Here’s how to achieve this:

create a .dbt/ directory at the root level of the dbt project
place the dbt-spark profiles.yml file at .dbt/profiles.yml using the session method. The profiles.yml file is not created directly in the root directory because most dbt users place their personal profiles.yml there, and it would essentially be gitignored.

Now, with the .dbt/profiles.yml file in place, two additional things are required:

a script to handle dbt arguments and execute them- Adapted from Leo Schick’s work, this python script, named dbt_runner.py, is placed at the root level of the dbt project. It performs the following actions:

It accepts a list of parameters to run a dbt command, such as build, test, compile, etc.
It removes the prefix /Workspace/file: from the working directory and sets the new path as the current working directory. This adjustment was tricky to figure out because, in essence, Databricks does not run the submitted script from its root path location.

The docker image itself- the Dockerfile is built using databricksruntime/standard. The Dockerfile content created at GetYourGuide can be seen here. Your github repository should have a structure similar to the one below now.

Now you have:

The profiles.yml to connect to the spark session
The script to trigger dbt
A docker image that encapsulates your dbt project to run it into databricks

It is safe to say that the ingredients are all on the table, but we still have to cook them in order to make the most of it.
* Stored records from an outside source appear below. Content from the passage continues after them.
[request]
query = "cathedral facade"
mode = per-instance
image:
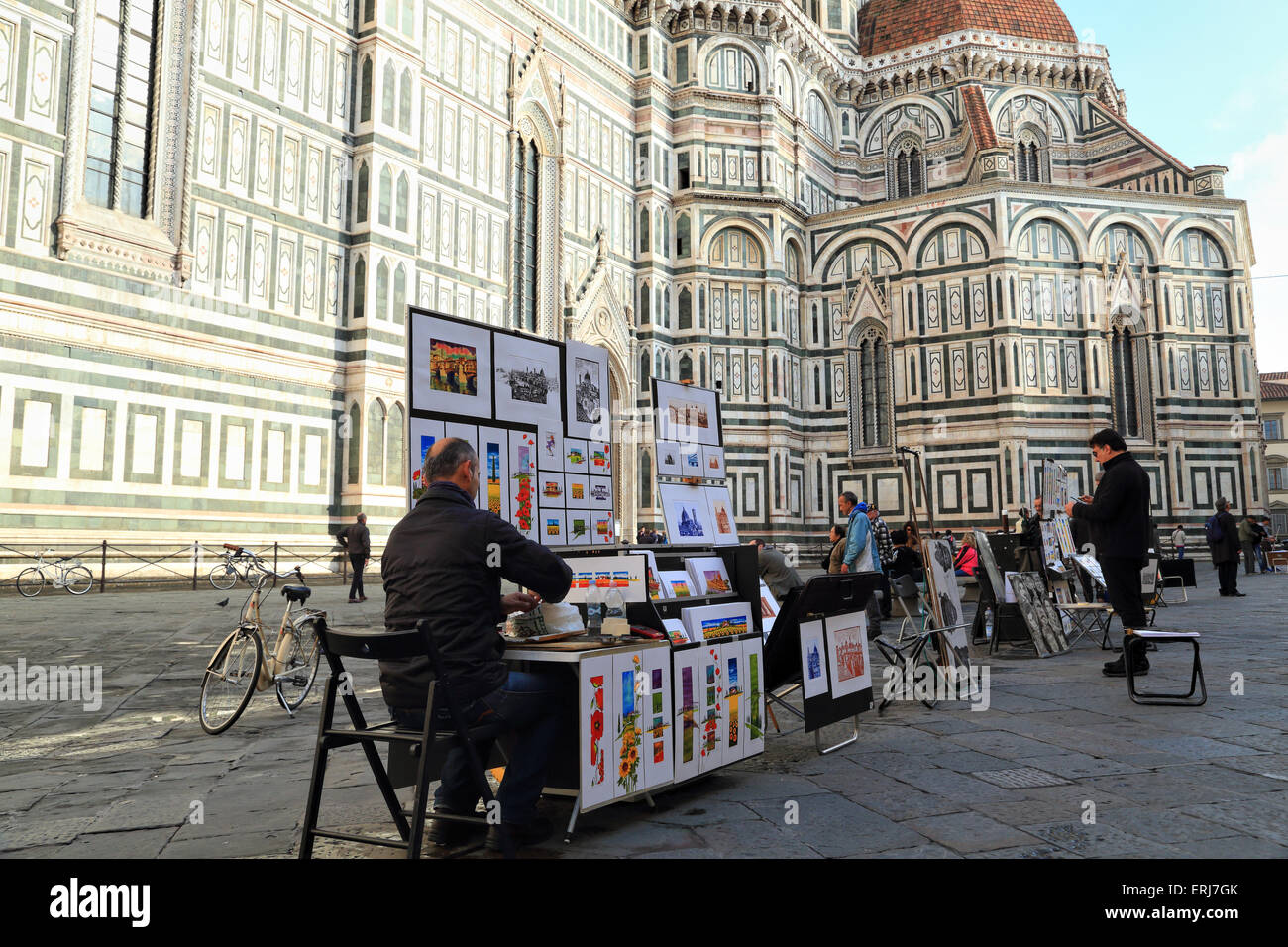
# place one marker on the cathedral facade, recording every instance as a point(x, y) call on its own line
point(896, 223)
Dealing with the deployment

Deploying a dbt project to Databricks job clusters requires a well-structured CI/CD pipeline. The figure below illustrates a possible CI/CD pipeline for a dbt GitHub repository that will make use of job clusters:

Generate artifacts early- the pipeline begins by generating dbt artifacts with dbt docs generate, to save time for subsequent actions like uploading to S3.
Validate branch names- a validation step ensures that branch names do not contain special characters, avoiding issues with tagging ECR images using invalid characters.
Run tests in Databricks- A POST request is sent to the databricks /jobs/run/submit endpoint triggering a test dbt command. Note that job cluster start-up times can take a few minutes!

To create the docker image, the branch name is used as a tag suffix. Since every push essentially generates a new image, this can lead to an excessive number of images in the container registry. To circumvent it, it is recommended to add a policy to clean ci-related images at regular intervals.

Once the Docker image is stored in the container registry, it can be used to trigger a dbt command in the CI or in airflow that will run a dbt transformation inside a job cluster. To facilitate this, a custom Python script,trigger_databricks.py, was developed.

The python script requires 5 key arguments

databricks_instance: your databricks host
token: databricks authentication token so we can send requests to databricks
docker_image: the path where our docker image is located at
run_name: name of the run in databricks
dbt_command: the dbt command to run (for example, test, build, run, etc)

Although this solution was effective, at GetYourGuide we ultimately shifted to using a serverless warehouse. The decision was driven by the smoother developer’s experience.

Final Remarks

The integration between dbt with databricks is still not optimal for the users aiming to use job clusters. However, for teams prioritizing cost savings and resource control, the steps outlined in this guide provide a practical and efficient approach. By leveraging Docker images and the databricks job run API, it is possible to overcome limitations and harness the power of dbt within a databricks environment.